Penn Medicine exits US News rankings, plans its own dashboard

Philadelphia-based Penn Medicine's University of Pennsylvania Health System will no longer participate in the U.S. News & World Report "Best Hospitals" rankings. Instead, Penn Medicine will develop its own data dashboard in the next year.

U.S. News rankings have been under scrutiny for their methodology, with questions arising about the rankings for medical schools, children's hospitals and more. In May, Bethlehem, Pa.-based St. Luke's University Health Network withdrew its participation from the rankings, calling them "seriously flawed." 

The rankings methodology focuses on inpatient hospital care for Medicare-insured patients, which Penn Medicine called an "outdated view of healthcare." Hospitals and health systems provide a wider range of services in the outpatient, remote and virtual settings than prior to the pandemic.

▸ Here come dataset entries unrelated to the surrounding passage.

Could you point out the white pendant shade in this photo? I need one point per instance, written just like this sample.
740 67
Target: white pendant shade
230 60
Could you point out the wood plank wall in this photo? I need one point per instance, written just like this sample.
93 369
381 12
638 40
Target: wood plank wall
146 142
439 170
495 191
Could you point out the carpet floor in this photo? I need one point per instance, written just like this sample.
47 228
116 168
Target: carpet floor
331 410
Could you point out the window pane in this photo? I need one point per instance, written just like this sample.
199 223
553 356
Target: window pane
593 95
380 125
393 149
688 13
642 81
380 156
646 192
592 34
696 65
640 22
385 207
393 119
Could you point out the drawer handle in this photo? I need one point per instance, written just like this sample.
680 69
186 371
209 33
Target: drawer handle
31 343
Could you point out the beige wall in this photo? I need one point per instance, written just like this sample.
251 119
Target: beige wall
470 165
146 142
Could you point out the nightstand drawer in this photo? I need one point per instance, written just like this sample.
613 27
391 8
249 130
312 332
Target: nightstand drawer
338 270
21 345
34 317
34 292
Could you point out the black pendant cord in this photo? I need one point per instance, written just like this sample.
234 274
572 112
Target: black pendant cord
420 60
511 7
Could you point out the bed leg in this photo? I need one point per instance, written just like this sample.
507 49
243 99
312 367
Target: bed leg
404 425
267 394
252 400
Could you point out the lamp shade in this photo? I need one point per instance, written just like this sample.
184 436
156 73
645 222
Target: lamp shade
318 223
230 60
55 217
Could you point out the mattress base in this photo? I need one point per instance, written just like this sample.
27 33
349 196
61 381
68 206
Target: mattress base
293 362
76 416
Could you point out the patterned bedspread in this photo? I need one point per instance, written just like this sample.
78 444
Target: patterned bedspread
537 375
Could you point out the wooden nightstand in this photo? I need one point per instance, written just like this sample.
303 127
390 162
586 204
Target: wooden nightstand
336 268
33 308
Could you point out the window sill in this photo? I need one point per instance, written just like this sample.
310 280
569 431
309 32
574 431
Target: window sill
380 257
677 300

"Healthcare is evolving at an unprecedented pace, and the ways performance is measured must also change," said Kevin Mahoney, CEO of University of Pennsylvania Health System, in a press release. "Transparent metrics are an important tool for health systems to track and strengthen their efforts, but they should measure the full scope of operations dedicated to care delivery."

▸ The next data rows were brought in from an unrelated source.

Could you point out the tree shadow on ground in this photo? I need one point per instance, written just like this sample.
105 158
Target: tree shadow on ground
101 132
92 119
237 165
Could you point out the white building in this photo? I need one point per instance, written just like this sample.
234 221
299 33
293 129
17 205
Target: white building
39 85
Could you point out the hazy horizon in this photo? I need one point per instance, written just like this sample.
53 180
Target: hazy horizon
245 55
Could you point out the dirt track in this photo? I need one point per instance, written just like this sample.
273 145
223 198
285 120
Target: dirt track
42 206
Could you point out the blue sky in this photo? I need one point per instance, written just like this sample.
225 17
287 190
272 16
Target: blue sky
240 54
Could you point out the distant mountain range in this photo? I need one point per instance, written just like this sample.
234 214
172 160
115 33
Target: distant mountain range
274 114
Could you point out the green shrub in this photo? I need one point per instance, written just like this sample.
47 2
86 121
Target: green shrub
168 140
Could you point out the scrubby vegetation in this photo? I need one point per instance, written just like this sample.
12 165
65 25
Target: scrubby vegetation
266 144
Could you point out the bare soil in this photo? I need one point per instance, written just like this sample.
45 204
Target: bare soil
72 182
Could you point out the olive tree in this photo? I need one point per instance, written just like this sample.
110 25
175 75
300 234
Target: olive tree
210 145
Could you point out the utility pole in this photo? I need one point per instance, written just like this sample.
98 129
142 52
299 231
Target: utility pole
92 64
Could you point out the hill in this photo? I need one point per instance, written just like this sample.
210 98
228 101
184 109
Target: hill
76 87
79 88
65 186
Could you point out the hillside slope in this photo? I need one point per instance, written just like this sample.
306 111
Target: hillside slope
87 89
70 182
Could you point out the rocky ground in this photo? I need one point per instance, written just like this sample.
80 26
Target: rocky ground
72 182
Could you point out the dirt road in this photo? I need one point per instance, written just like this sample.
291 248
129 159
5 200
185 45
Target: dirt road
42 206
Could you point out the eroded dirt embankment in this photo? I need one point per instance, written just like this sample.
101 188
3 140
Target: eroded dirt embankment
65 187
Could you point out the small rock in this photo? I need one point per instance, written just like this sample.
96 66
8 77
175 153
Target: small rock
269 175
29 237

Penn Medicine also will not submit data to the American Hospital Association's Annual Survey, which U.S. News uses for rankings. The health system will continue to send required data to CMS.

Penn Medicine will no longer promote its prior appearances on the U.S. News lists and won't purchase any badges to publicize rankings.

"The U.S. News and World Report 'Best Hospitals' methodology changes regularly, making it difficult to meaningfully draw conclusions about hospital quality over time, let alone the enormous amount of care provided outside the hospital," said Patrick Brennan, MD, Penn Medicine's chief medical officer. "More importantly, these measures do not help us deliver better care for our patients, and they incentivize health systems to expend resources both to compete for placement in the rankings and promote their position on the list. Now is the time to focus our efforts, resources, and workforce talent on delivering the very best care and measuring the most impactful elements in medicine."

Penn Medicine's future public-facing dashboard will have data for all patients across multiple treatment settings and update annually online. Patients, referring physicians, health plans, policymakers, regulatory agencies and others will have access to Penn Medicine's data online, which will include evidence-based measures such as readmissions, infection rates and quality data. The system aims to report data areas like home care and telemedicine in addition to traditional inpatient services.

Penn Medicine also aims to work with other health system leaders across the nation to standardize self-reporting quality and performance measures.

Editor's note: This article was updated June 30 at 2:15 p.m. CT.